If the model consistently achieves returns close to the target, it’s doing well. If it falls short, you may need to improve training data quality or model settings. Models trained on high-performing trajectories usually generalize better. On the other hand, training on inconsistent or poor data can limit how well the model learns good behaviour.
To improve performance:
- Vary sequence lengths to give the model a broader context.
- Use more diverse or expert-level datasets.
- Adjust return conditioning to encourage generalization.
- Tune transformer hyperparameters, such as depth and attention heads.
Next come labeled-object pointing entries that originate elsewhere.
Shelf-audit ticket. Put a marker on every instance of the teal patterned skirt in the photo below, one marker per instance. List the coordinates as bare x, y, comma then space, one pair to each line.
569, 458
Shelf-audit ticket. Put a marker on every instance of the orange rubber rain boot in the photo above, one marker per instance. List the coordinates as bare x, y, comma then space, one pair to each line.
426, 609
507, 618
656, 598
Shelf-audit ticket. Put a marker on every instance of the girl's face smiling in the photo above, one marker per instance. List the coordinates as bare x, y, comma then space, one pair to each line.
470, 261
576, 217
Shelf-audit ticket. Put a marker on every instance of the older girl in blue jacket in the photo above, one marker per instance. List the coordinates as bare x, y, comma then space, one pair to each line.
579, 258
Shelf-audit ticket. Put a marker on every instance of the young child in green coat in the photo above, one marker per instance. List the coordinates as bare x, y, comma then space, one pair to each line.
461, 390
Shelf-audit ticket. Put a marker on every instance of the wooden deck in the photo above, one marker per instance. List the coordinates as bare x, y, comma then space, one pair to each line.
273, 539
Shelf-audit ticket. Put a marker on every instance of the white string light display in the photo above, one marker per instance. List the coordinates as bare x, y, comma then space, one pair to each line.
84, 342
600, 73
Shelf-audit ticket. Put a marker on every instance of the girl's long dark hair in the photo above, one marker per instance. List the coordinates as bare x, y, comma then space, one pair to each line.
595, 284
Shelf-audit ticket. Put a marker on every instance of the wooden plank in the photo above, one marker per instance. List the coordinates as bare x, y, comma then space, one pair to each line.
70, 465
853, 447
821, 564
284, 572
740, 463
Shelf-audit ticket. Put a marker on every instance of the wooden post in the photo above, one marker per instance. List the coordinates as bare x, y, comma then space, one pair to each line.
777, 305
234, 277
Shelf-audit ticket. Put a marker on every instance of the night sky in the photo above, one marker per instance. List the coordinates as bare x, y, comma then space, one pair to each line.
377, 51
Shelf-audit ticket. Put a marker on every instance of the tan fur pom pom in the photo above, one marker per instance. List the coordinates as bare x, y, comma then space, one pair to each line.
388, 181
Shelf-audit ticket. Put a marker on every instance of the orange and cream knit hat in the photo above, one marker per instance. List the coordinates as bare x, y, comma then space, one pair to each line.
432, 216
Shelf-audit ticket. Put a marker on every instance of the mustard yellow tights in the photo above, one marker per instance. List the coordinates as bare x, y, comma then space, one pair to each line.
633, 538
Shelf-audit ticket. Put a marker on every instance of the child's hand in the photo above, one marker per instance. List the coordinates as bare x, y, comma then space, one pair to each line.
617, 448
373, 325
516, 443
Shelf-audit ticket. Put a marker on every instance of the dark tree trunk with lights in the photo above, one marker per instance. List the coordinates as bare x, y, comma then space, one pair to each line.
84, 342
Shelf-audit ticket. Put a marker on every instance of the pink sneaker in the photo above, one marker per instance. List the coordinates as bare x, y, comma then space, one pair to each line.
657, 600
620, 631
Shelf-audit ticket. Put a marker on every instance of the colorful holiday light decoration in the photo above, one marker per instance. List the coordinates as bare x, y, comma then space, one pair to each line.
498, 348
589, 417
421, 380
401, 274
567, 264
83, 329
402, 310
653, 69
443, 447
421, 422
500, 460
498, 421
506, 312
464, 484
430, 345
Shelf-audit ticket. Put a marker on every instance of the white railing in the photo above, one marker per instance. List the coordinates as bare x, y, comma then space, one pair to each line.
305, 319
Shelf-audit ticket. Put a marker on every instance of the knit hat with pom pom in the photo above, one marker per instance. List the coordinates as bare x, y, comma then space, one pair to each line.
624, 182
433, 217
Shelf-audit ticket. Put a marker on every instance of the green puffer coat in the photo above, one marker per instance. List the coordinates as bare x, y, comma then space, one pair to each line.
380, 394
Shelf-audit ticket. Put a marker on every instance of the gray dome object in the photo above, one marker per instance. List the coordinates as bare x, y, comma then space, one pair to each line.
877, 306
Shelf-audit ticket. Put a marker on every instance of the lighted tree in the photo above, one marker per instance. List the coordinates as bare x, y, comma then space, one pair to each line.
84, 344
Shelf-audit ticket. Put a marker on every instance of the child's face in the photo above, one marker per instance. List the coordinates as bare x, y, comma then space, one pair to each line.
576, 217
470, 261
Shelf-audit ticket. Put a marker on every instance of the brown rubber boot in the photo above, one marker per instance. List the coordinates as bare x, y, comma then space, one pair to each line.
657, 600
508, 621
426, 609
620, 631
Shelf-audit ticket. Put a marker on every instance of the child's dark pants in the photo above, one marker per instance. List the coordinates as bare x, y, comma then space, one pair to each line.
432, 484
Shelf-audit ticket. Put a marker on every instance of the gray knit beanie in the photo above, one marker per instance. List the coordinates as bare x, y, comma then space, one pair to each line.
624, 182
Another benefit of return conditioning is the ability to control the model's behaviour at runtime. You can push it toward more aggressive or conservative strategies just by changing the return-to-go input. This flexibility is useful in safety-sensitive or resource-constrained applications where different outcomes are preferred at different times.
Conclusion
Training a Decision Transformer offers a different way to build intelligent agents. Instead of relying on live feedback or exploration, it learns from existing datasets, making it suitable for settings where real-time interaction is limited or expensive. By using sequence models, it captures long-term patterns in behaviour, leading to more consistent and goal-directed decision-making. For anyone with experience in supervised learning or language models, the transition is smooth. The architecture and training process mirror familiar techniques. With quality data, a well-tuned model, and return-based conditioning, you can build agents that generalize well and follow desired goals—all without constant environmental feedback. It's a grounded, data-driven approach to agent training.